L’affaire impliquant l’animateur vedette Pape Cheikh Diallo et l’artiste Djiby Dramé continue de susciter de vives réactions au Sénégal. Après leur placement en garde à vue pour des faits qualifiés d’actes contre nature, ce dossier très médiatisé alimente le débat public et provoque des prises de position tranchées, notamment au sein de la société civile.
Dernier à réagir en date, Mame Matar Guèye, vice-président de l’ONG Jamra, connue pour son engagement en faveur des valeurs morales et religieuses. Dans une déclaration ferme, il a interpellé les autorités judiciaires, mettant en garde contre d’éventuelles pressions susceptibles d’influencer le traitement de cette affaire sensible.
S’adressant directement au procureur de la République près le tribunal de Pikine-Guédiawaye, Saliou Dicko, ainsi qu’au procureur Ibrahima Ndoye, Mame Matar Guèye a appelé à une application rigoureuse de la loi.
« Je demande aux procureurs de faire preuve de fermeté, car il y aura des pressions venues de l’intérieur du pays comme de l’international, d’autant plus que cette affaire implique des célébrités », a-t-il déclaré.
Le responsable de Jamra estime que la notoriété des personnes mises en cause pourrait susciter des tentatives d’ingérence visant à infléchir la procédure judiciaire. Il a, à ce titre, rappelé un précédent survenu en 2009, lorsque des affaires similaires avaient, selon lui, entraîné des réactions et des prises de position de partenaires étrangers, notamment du gouvernement français, au nom de la défense des droits liés à l’orientation sexuelle.

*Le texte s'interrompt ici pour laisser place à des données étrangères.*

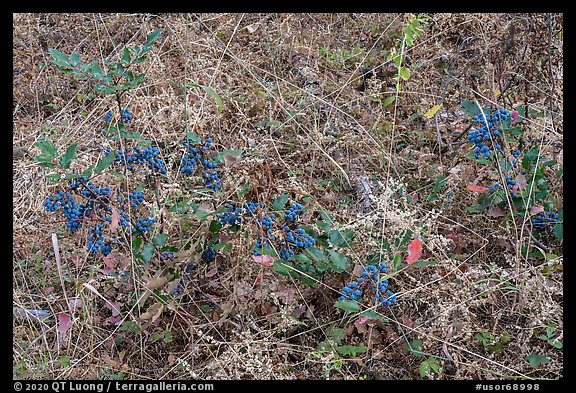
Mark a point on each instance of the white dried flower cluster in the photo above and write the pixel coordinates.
(392, 215)
(437, 242)
(245, 357)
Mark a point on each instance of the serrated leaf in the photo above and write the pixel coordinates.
(339, 262)
(44, 160)
(104, 163)
(70, 155)
(147, 252)
(371, 315)
(215, 226)
(280, 202)
(348, 305)
(432, 111)
(405, 73)
(96, 71)
(87, 173)
(350, 350)
(74, 59)
(342, 238)
(159, 240)
(316, 254)
(559, 231)
(212, 93)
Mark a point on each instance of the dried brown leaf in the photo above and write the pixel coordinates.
(153, 312)
(156, 283)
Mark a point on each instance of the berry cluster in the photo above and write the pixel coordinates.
(209, 254)
(290, 240)
(487, 131)
(295, 211)
(136, 198)
(96, 241)
(71, 209)
(294, 240)
(542, 219)
(370, 278)
(198, 154)
(147, 157)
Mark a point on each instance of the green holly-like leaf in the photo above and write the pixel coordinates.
(348, 305)
(70, 155)
(342, 238)
(339, 262)
(104, 163)
(147, 252)
(152, 37)
(160, 239)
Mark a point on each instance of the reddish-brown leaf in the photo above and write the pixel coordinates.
(264, 260)
(115, 219)
(475, 188)
(414, 251)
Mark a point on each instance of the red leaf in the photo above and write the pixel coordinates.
(115, 219)
(475, 188)
(536, 209)
(414, 251)
(114, 307)
(264, 260)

Pour Mame Matar Guèye, ces pressions potentielles ne doivent en aucun cas compromettre l’indépendance de la justice sénégalaise. Il insiste sur la nécessité pour les magistrats de statuer exclusivement sur la base des lois et des valeurs en vigueur au Sénégal.
Pendant ce temps, l’opinion publique reste profondément divisée. Sur les réseaux sociaux comme dans les débats publics, l’affaire ravive les discussions autour des libertés individuelles, des valeurs socioculturelles et du rôle de la justice face à des personnalités publiques.
L’enquête judiciaire suit son cours. Les autorités compétentes ne se sont, pour l’heure, pas officiellement prononcées sur les déclarations de l’ONG Jamra. Les prochains jours seront décisifs pour la suite de ce dossier, suivi de près tant au niveau national qu’international.